記者会見
河野外務大臣臨時会見記録
(平成30年4月27日(金曜日)21時50分 於:成田空港)
冒頭発言
【河野外務大臣】本日文在寅(ムン・ジェイン)大統領と金正恩(キム・ジョンウン)国務委員長が「朝鮮半島の平和と繁栄,統一のための板門店宣言文」に署名の上,発出されました。大統領および委員長が北朝鮮の非核化などについて真剣に議論し,また金正恩委員長による北朝鮮の非核化に向けた意思を文書の上で確認したことは,北朝鮮をめぐる様々な懸案の包括的な解決に向けた前向きな動きと歓迎をしたいと思います。また今回の会談の実現に至るまでの韓国政府の努力に改めて敬意を表したいと思います。今回の会談の結果を受けて,また,きたる米朝首脳会談を通じ,北朝鮮がすべての大量破壊兵器およびあらゆる射程の弾道ミサイルの完全な検証可能な,かつ不可逆的な方法による廃棄に向けて,具体的な行動をとることを我が国として強く期待をしたいと思います。また引き続き北朝鮮の動向について我が国として重大な関心を持って情報収集,分析を行って注視していきたいと思います。拉致,核・ミサイルの包括的な解決に向け,新たに就任したポンペオ国務長官ともしっかり連携して日米韓三か国の間で緊密に協力をしてまいりたいと思います。
質疑応答
【記者】完全な非核化を共同目標とするとありましたけれども,今回の南北首脳会談で北朝鮮の非核化は進んだというふうに大臣はお考えでしょうか。

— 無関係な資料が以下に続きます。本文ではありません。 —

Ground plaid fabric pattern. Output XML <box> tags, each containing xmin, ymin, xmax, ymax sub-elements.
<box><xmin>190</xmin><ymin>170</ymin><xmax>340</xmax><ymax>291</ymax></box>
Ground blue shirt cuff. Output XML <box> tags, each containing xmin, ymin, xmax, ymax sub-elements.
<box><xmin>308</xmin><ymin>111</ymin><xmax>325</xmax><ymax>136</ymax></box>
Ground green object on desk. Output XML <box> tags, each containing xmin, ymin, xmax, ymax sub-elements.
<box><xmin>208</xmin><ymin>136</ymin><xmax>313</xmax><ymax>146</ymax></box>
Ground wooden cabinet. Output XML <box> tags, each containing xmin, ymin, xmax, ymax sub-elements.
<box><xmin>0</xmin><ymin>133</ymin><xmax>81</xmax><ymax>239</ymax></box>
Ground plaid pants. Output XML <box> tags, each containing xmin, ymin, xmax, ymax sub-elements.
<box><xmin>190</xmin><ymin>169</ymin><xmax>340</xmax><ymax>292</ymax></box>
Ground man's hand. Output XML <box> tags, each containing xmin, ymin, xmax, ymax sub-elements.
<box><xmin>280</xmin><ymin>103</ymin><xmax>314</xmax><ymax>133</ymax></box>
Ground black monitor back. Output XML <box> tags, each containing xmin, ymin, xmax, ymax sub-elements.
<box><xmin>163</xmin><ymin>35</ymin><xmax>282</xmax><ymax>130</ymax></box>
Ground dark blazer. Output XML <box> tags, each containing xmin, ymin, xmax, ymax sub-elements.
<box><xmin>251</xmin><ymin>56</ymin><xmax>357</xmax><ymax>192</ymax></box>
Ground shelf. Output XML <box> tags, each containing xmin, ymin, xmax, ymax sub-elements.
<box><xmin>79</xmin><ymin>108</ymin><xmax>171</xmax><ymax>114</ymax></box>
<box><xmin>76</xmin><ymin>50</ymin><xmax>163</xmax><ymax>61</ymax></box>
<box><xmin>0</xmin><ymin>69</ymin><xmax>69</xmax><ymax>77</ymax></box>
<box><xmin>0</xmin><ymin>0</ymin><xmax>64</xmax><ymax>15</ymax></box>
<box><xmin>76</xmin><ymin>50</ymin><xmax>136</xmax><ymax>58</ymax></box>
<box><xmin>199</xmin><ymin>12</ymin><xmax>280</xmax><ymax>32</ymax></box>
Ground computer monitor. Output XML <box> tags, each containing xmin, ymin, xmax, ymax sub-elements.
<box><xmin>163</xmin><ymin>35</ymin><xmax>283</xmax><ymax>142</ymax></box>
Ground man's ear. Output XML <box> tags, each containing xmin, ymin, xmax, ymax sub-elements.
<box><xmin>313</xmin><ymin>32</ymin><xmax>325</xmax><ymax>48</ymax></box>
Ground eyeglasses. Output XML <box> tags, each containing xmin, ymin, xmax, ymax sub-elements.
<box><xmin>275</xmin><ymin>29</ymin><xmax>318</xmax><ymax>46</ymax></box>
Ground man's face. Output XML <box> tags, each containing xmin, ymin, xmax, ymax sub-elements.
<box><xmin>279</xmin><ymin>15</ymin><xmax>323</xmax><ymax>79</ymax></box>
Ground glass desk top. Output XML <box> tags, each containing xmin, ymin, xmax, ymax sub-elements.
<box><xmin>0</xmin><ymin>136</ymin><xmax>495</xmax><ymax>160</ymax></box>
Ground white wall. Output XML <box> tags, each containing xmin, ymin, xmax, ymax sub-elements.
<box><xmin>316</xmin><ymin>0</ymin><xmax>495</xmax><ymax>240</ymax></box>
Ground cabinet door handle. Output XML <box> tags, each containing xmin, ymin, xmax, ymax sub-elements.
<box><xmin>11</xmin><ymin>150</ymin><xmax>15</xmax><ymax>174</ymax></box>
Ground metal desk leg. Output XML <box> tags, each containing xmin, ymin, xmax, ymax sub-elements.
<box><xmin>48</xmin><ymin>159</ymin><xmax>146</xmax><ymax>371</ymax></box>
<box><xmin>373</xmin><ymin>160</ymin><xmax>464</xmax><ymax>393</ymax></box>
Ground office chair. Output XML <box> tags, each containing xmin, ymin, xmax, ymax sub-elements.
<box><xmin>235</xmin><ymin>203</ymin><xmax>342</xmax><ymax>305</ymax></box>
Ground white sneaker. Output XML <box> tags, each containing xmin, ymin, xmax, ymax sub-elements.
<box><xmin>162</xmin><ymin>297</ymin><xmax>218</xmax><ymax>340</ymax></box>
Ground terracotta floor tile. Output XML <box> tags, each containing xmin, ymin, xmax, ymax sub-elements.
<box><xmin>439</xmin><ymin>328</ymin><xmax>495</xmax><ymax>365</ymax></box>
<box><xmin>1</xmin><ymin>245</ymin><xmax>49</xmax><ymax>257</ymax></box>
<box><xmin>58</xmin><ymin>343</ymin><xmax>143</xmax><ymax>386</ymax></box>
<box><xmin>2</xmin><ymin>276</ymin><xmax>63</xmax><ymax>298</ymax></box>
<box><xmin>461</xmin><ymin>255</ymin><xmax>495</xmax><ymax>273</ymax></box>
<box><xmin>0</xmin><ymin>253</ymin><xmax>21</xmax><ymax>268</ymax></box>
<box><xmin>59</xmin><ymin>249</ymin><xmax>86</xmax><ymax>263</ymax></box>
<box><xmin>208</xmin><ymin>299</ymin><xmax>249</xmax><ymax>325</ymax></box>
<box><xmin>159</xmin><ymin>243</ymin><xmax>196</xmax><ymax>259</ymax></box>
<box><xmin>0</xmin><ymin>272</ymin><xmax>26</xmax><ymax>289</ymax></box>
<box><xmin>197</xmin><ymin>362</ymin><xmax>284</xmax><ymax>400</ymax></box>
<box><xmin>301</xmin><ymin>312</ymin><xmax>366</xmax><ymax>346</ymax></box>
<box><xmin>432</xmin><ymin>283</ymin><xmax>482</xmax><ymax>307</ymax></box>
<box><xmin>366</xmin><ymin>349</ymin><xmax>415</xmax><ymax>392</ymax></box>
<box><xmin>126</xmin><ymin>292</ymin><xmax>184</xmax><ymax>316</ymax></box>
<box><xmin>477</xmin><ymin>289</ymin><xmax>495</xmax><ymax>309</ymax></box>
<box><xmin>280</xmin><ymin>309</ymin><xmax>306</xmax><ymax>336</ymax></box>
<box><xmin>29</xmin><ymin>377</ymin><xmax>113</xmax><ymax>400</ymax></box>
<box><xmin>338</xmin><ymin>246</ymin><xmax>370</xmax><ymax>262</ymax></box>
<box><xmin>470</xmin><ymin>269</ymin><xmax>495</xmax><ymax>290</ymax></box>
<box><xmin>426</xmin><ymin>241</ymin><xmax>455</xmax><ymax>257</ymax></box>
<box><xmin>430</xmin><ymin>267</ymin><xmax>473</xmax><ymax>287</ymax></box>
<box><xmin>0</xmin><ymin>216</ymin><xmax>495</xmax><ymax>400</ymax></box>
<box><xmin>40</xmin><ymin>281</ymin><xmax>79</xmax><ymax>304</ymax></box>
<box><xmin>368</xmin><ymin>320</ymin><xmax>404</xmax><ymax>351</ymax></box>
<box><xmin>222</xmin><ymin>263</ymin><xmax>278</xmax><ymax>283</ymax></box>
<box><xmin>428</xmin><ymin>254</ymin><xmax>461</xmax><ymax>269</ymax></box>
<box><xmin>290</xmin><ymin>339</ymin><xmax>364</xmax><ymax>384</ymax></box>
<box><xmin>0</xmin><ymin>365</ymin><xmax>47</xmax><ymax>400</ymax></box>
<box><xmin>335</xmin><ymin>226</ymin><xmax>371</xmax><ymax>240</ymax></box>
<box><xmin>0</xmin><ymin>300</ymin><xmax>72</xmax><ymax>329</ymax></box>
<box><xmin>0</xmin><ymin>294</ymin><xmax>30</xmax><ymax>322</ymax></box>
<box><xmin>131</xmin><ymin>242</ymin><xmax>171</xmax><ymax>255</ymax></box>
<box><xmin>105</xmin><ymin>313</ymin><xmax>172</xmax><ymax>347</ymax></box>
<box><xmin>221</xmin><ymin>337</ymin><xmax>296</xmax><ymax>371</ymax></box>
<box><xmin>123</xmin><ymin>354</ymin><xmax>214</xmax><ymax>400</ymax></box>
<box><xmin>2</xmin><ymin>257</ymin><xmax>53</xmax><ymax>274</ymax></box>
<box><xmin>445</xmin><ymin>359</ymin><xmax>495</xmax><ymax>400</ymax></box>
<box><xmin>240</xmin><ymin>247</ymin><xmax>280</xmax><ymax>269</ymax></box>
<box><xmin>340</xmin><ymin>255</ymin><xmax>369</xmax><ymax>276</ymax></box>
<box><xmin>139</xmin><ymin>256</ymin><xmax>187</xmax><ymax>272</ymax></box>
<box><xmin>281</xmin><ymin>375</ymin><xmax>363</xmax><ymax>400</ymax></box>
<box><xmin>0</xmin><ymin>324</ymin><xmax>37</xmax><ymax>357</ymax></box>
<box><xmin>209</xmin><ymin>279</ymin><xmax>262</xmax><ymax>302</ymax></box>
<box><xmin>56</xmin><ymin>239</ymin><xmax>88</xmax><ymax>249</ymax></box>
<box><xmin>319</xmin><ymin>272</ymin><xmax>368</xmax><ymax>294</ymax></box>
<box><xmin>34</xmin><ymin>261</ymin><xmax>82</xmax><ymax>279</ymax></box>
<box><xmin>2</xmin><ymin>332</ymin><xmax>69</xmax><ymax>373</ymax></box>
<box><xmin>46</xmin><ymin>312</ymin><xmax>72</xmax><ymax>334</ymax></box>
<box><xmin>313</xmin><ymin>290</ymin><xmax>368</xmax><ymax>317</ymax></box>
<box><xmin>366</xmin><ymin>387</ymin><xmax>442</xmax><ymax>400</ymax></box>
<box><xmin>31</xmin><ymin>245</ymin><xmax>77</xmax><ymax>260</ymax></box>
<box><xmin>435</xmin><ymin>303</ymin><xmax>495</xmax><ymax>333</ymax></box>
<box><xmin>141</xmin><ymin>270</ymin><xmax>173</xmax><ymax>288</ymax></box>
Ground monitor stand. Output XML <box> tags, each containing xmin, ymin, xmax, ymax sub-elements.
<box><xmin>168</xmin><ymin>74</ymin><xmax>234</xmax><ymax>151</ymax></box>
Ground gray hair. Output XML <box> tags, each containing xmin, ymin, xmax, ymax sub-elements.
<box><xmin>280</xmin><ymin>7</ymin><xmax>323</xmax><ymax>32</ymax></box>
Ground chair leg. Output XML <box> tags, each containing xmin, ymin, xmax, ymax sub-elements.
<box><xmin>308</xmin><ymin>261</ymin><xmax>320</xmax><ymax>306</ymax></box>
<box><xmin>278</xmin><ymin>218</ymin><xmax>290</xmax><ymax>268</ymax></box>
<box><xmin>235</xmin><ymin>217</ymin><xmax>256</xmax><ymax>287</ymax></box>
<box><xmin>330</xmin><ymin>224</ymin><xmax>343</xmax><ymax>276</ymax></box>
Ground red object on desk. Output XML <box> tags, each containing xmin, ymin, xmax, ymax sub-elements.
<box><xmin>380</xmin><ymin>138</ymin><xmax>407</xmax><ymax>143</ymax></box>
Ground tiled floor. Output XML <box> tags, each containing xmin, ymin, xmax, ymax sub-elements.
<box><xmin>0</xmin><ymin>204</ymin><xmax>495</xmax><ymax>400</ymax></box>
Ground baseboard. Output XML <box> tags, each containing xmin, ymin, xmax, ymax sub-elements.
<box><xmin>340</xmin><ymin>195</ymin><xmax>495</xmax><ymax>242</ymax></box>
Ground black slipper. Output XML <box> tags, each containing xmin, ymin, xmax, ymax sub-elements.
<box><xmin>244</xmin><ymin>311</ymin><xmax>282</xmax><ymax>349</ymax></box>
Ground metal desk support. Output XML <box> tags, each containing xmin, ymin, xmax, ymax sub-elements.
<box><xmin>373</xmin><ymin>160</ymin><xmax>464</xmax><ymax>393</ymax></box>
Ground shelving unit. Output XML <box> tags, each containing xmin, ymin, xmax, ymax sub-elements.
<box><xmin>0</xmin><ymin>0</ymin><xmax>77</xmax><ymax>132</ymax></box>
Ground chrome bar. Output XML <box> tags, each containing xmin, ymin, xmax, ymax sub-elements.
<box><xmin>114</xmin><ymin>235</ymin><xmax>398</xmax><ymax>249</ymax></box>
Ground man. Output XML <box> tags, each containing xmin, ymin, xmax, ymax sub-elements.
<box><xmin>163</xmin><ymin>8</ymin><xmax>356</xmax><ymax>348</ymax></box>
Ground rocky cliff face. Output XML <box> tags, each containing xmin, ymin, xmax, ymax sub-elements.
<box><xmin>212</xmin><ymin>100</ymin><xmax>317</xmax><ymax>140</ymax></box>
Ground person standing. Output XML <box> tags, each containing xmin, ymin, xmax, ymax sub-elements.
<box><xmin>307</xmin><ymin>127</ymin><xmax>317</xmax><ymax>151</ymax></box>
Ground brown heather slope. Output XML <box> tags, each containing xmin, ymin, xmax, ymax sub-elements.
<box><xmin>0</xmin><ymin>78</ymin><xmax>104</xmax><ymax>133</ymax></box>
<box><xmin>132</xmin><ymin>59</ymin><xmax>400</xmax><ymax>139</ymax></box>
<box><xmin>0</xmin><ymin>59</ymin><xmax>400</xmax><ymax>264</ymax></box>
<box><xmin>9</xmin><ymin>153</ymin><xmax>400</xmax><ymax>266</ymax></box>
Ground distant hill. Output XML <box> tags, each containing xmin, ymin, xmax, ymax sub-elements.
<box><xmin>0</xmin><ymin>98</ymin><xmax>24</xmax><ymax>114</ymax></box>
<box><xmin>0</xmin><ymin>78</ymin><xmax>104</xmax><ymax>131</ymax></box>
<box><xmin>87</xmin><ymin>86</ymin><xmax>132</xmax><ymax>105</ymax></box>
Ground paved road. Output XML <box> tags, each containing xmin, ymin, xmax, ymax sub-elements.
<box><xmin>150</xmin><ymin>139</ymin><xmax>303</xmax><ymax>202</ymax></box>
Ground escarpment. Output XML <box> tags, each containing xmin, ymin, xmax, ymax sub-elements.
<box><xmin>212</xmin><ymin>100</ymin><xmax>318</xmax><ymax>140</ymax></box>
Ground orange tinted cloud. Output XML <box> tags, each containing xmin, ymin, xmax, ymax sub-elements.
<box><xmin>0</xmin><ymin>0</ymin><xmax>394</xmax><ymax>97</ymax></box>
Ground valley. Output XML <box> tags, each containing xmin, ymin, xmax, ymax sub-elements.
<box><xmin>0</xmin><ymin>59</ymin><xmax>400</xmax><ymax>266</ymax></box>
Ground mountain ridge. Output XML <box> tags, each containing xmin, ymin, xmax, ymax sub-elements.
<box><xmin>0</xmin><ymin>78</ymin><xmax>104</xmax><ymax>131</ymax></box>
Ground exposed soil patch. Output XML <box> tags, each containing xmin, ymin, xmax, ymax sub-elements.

【河野外務大臣】これまで対外的に言及をしていなかった北朝鮮がこうした一歩を踏み込んだというのは大きな前進と言っていいのではないかと思います。具体的には米朝の首脳会談の中で非核化については議論されるというふうに思いますが,北朝鮮が意思を表明をしたというのは,一歩前進ととらえてよろしいのではないかと思います。
【記者】拉致問題については宣言の中で触れられていません。どのように受け止めていらっしゃいますか。
【河野外務大臣】拉致問題に関しては,様々北朝鮮に日本の思いというのも伝わっておりますし,日朝平壌宣言に基づいて核・ミサイル,拉致問題を解決し,国交を正常化する,その基本方針に変わりはないということも伝わっておりますので,これから様々な動きがあるというふうに思っております。
【記者】今,北朝鮮の非核化というふうにおっしゃいましたけれども,今日の宣言ではですね,非核化の対象が朝鮮半島ということになっていますけれども,この違いといういうのはですね,在韓米軍との関係も含めてどのように受け止めていますか。
【河野外務大臣】もうこれは既に過去,韓国は核兵器を持っていないし,在韓米軍も核がないということは表明をしておりますので,北朝鮮の非核化というのが朝鮮半島の非核化につながるわけですから,そこはしっかり,そうつながるように日本としても注視していきたいと思います。
【記者】最大限の圧力をかけ続ける今までの政策は,これは変わる可能性があるのですか。
【河野外務大臣】変わりません。北朝鮮が具体的な行動をとるまでは,国際社会はきちんと経済制裁を維持し,最大限の圧力をかけ続けるということは,様々な場で確認をしてきておりますので,今日のこのことによってそれが変わることはありません。
【記者】拉致に関するやりとりは今日情報は入ってきていますか。
【河野外務大臣】韓国から様々情報を入手して分析をしていきたいと思っています。
【記者】記者会見のほうで金正恩委員長のほうから具体的に非核化という発言が自分の口からは出てこなかった点に関してはどのようにお感じになっていますか。
【河野外務大臣】様々見方はあると思いますが,今まで対外的に全く言及していなかったことに比べればここ最近の北朝鮮の動きは前に向かって進んでいるのではないかと思いますし,具体的な非核化についての議論は米朝の首脳会談で行われるものと認識しています。